Many people educated in music with lifelong skills and talent are boring...
often they split into four primary categories
unable or unwilling to work with the commercial industry -- some have lengthy careers but often those of this variety never achieve great and lasting commerical success. Many actively eschew it.
if they work in formal music or musical theatre, it's highly competitive and they have a much shorter shelf life... those industries are much more structured and has greater personal demands. They have very little control over their careers outside of side projects. Most burn out before they ever achieve "success" and the ones that do tend to veer towards coming off as sociopaths.
then you've got the historians, which are often performing educators and activists... but despite what commmercial successes they may have, their primary work is often of the non profit variety. . . and not the cause of the week type. More the dreary, dusty tomes, museum types. And much of the public desires mind-free entertainment. . . the emotive, aesthetics, sense stimulating, not the intellectual.
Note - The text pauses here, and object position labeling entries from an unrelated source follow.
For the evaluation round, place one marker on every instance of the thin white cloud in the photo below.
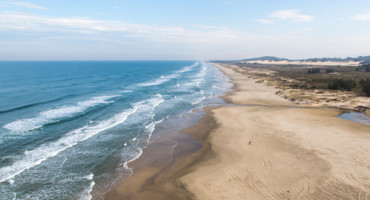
(265, 21)
(22, 4)
(197, 33)
(293, 15)
(362, 17)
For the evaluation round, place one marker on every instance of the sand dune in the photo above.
(263, 147)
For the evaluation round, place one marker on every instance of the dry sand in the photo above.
(262, 148)
(310, 63)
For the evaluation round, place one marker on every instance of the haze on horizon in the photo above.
(173, 30)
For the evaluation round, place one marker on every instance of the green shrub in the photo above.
(313, 71)
(365, 83)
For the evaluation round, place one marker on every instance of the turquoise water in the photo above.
(68, 129)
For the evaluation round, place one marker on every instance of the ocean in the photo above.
(68, 129)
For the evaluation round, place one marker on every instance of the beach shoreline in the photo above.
(272, 150)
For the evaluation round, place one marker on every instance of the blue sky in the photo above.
(182, 30)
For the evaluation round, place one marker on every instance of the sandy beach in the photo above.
(261, 146)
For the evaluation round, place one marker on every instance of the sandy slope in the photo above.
(279, 152)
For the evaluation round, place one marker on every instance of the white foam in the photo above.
(198, 100)
(11, 181)
(86, 194)
(133, 159)
(53, 115)
(36, 156)
(90, 176)
(165, 78)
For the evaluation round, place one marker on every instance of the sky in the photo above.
(182, 29)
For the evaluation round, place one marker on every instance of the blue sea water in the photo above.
(68, 129)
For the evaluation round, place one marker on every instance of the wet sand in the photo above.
(270, 151)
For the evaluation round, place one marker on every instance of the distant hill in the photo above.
(269, 58)
(362, 59)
then you have the commercial. Most really only got famous as a school project. It was never their intention to become "famous," so they bail after the first album or two and use it as means to pay for their education or move more quickly into their 'professional' field, such as education or the technical side of the industry. Also, quite a few dancers in this category that never became known for dance. So, they fade out of public view.. or worse yet, become like the majority of commercial artists and abandon everything they know for the trends, often succumbing to excesses of celebrity. . . and crash and burn that way.
many classically and professionally trained.. lack imagination, innovation and often just the taste level to succeed. There's many great technical singers and musicians but you'd swear they're somewhere on the spectrum because they never connect with the material. They require conductors and directors, editors, a team of people to guide them through even the baby steps of a single song. (one example, I was surprised how quickly Patina Miller got a major role because if you had ever caught her university performances, they had to painstakingly explain the motivations behind virtually every song. She was way too serious and couldn't grasp humour at all.)
While we recognize the many problems of the untrained, self taught and autotune counterparts, often such performers break even or even sink lower... because they didn't leave any room for themselves to grow.